Dans le soin qu’il apporte à la construction de ses romans, Martin Suter inclut une investigation précise,qu’on pourrait dire balzacienne, sur les milieux qu’il explore (la haute finance dans La face cachée de la lune, le journalisme dans Un Ami parfait) ou les aspects techniques et scientifiques des thèmes qu’il traite.

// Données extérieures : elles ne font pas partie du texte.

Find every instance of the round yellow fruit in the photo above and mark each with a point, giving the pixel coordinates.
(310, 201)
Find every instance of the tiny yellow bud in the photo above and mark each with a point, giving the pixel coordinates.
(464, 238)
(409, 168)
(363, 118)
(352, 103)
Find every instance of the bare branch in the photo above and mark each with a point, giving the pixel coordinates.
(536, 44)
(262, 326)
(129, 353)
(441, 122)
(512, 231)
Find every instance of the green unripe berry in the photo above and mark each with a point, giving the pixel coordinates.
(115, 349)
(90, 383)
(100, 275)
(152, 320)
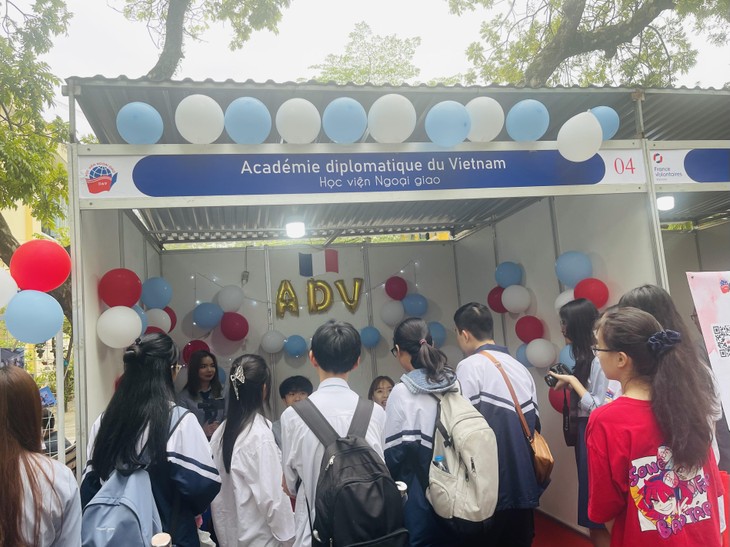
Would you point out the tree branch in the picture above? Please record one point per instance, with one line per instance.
(172, 52)
(569, 41)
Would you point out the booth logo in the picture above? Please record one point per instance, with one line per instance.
(100, 177)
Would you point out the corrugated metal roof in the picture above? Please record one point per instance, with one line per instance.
(656, 114)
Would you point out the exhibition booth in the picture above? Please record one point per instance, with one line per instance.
(199, 212)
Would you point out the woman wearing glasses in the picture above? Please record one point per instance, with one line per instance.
(653, 477)
(591, 389)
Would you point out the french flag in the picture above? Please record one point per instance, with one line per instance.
(313, 264)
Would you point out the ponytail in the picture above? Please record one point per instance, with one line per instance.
(681, 387)
(413, 337)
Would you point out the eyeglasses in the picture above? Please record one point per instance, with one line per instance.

«Il est évident que, pour être crédible, le romancier doit se fonder sur des données exactes. En matière de neurologie, j’avais déjà lu pas mal de littérature, dont les ouvrages du fameux Oliver Sacks, mais j’ai également consulté des neurologues en activité. C’est par eux que, par exemple, j’ai découvert le détail intéressant de la mémoire émergeant par «îlots». Pour l’affaire des aliments contaminés, ce que je raconte est également plausible, même si j’affabule en l’occurrence».
Si Martin Suter n’a rien d’un l’écrivain «engagé» au sens traditionnel de l’auteur «à message» signant des manifestes, ses livres n’en ont pas moins une réelle dimension critique visant les «magouilles» d’une société apparemment au-dessus de tout soupçon.

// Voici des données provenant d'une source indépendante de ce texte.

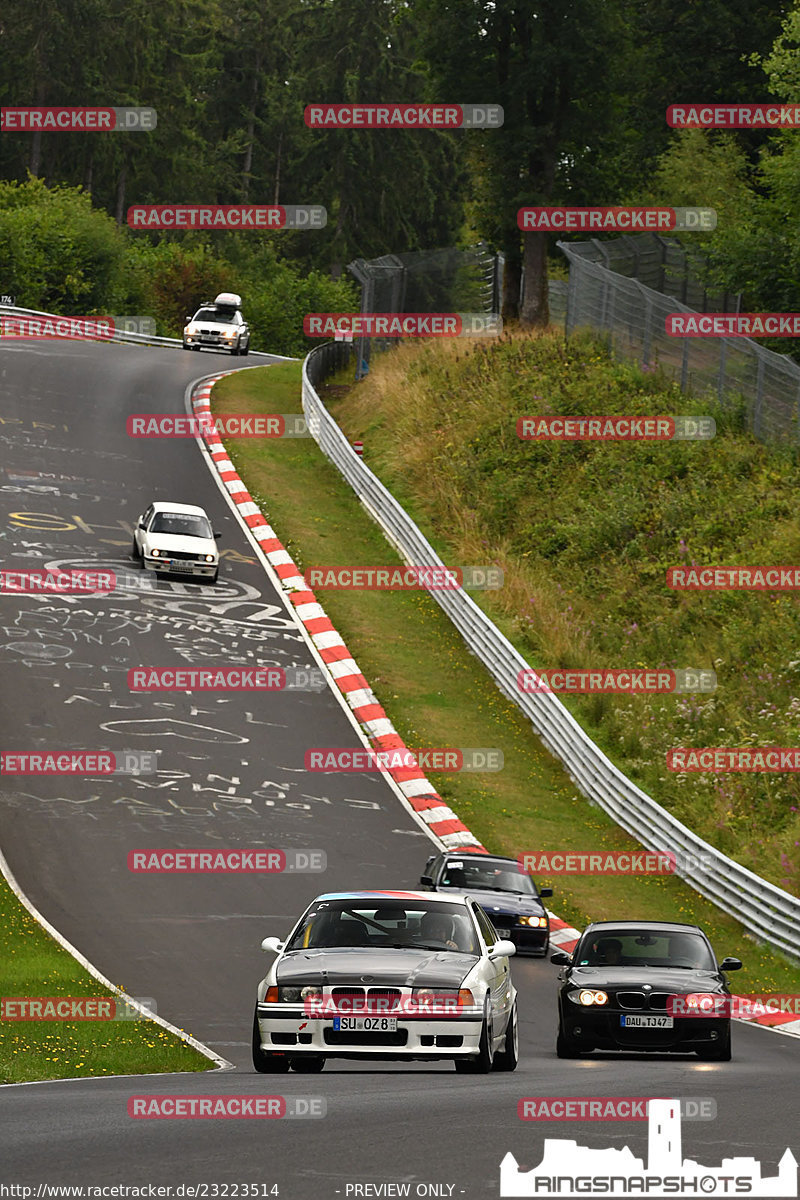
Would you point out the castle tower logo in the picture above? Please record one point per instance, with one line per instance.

«Je crois qu’un roman qui achoppe au monde réel a forcément une dimension politique. Même si ce n’est pas explicite, le thème de la quête de mémoire recoupe celui du passé de la Suisse. Je suis quelqu’un que révoltent l’injustice et tout abus de pouvoir, quel qu’il soit. Du point de vue moral, et même si le dénouement de mon roman n’a rien de très moral, je m’intéresse à ces zones-limites le long desquelles n’importe lequel d’entre nous peut basculer à tout moment, d’un côté ou de l’autre...»
Un étranger dans le miroir
Un sentiment d’étrangeté, débouchant sur des vertiges à la fois physiques et psychiques, ne cesse de troubler le lecteur engagé dans le parcours labyrinthique d’Un Ami parfait, sur les pas du beau et brillant Fabio qu’attendent de terribles révélations sur lui-même. Rescapé d’une probable agression qui lui a valu un traumatisme crânien, le jeune journaliste revient à la vie normale avec un énorme trou de mémoire portant sur deux mois durant lesquels, il s’en rend bientôt compte, des choses décisives lui sont arrivées. Sa mémoire intacte lui rappelle l’amour qu’il vouait à Dorina, mais celle-ci ne veut plus entendre parler de lui, alors que Marlene lui apprend qu’ils vivent ensemble malgré le rejet qu’elle lui inspire maintenant. Enquêtant plus avant, Fabio découvre qu’il a démissionné de son journal, où il a été remplacé, et que son meilleur ami, Lucas, vit maintenant avec Norina. Or, l’impression que Lucas l’a trahi se confirme lorsqu’il se rend compte que son compère et collègue a repris une enquête sur un «gros coup» dont il ne se rappelle rien mais qu’il devait mener au moment de son accident. Pourtant c’est une surprise bien plus amère qui l’attend en fin de course, et une leçon, à la fois tragique et salutaire, qui rendra du moins un sens nouveau à sa vie.
Sous l’aspect d’un thriller psychologique admirablement mené, Un Ami parfait entremêle les thèmes du double négatif et de la fidélité bafouée, de la corruption sociale et de la rédemption par l’amitié et l’amour Des personnages bien dessinés et la remise en question sous-jaçente d’une société frivole et cynique lestent ce roman d’une gravité jamais trop pesante.
Martin Suter. Un Ami parfait. Traduit de l’allemand par Olivier Mannoni. Christian Bourgois, 372p.